Not long ago, I came across a quote from a teenage girl: 'It's easy to make a difference in the world. There's so much needs doing'.
Whilst financial giving is only one of a myriad ways to take action, that's what this page is devoted to: some of my favourite ways in which to make a difference financially - though they don't all require you to actually give money (see Click-to-Give).
I'd love to introduce you to the following sites. In just a few seconds a day or with a modest sum of money, it's possible to make a big difference in the world.
Kiva - a brilliant way to support fellow craftspeople
Kiva is a micro-financing organisation. Once you’ve signed up, you can choose to lend small amounts of money - usually $25 at a time (around £15 at current exchange rates) - to individuals or small groups of people in all parts of the world who need a loan to further their small businesses. These are people who would not normally qualify for or be able to access loans from larger banks and financial institutions.
You choose to whom you lend, so you can pick a business or country you‘re interested in. It’s a fantastic way of supporting other craftspeople and artisans. And the best thing about Kiva is that, once your money has been paid back to you, you can re-invest that same initial sum in another business. So the same few dollars go on doing good again and again and again over many years.
Click-to-Give - financial giving that costs nothing
Clicking-to-give doesn’t even cost you any money! The financial donation in this case is made by advertisers on the website. And the more often people click, the more money is raised. It takes only seconds each day to click onto the site, and then to click on each of the areas (across the top) that you want to support.
So even when you’re stony-broke, there’s no reason to hold back on giving.

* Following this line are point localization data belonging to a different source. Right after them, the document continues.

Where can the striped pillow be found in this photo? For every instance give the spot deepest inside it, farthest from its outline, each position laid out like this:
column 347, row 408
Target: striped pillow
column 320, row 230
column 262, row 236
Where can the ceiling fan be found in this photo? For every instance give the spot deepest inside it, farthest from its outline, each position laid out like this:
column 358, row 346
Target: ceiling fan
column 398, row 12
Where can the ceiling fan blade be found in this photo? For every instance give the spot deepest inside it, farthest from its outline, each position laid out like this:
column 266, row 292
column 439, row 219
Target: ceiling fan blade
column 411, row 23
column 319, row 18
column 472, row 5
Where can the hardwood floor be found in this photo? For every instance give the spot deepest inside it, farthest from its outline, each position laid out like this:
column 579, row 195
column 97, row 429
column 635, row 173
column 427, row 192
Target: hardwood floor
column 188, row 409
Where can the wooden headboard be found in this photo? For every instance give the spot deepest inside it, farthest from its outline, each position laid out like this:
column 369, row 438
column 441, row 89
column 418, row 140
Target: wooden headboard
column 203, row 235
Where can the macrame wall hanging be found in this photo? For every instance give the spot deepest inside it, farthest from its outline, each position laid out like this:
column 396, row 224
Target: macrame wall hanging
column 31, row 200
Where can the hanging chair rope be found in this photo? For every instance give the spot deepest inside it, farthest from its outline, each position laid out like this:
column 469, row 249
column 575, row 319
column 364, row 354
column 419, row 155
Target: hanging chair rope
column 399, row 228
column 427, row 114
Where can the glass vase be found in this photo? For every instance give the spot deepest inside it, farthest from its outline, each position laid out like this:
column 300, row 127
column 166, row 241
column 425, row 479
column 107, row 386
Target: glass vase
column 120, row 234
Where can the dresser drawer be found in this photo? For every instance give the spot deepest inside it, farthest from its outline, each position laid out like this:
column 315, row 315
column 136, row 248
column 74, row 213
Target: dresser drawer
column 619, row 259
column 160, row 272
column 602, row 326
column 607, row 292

When the rest of your day has gone pear-shaped or you feel you have nothing to give the world, just click to give.
Jessie's Fund - my favourite charity
When I was training to be an instrumental teacher, we were required to video ourselves at work. A fellow student chose to film herself in a music therapy session with a severely disabled child. Her video - the work she was doing and its impact on the small life before her - moved everyone in the room to tears.
A few months later, I was invited to play my harp at a music workshop organised for severely handicapped children and their carers. The participants were bussed in from specialist schools across the region. These were some of the most disadvantaged individuals in our society: children, most of them in wheelchairs, most unable to communicate by speech, most with only limited control over the actions and movements of their own bodies. There must have been upwards of 100 such children in the room, with an equal number of carers - one for each child. But as I began to play, the noisy babble which had been present in the place all afternoon ceased completely. You could truly have heard a pin drop, as everyone present fell under the spell of the soft, dreamy strings.
It was then that I realised how extraordinarily powerful music can be. It not only has the power to calm, to comfort, to heal.......but can reach the depths of a person in a way nothing else can. And through music therapy, children who have no other constructive way to express themselves to the world about them can begin to establish some sort of channel of communication.
Jessie’s Fund is a remarkable small charity which, through music therapy, works with children such as those mentioned above, as well as terminally ill children in hospices up and down the UK. Born out of tragedy in the lives of the musicians who founded the organisation, it has gone on to do untold good over the years in many, many other lives.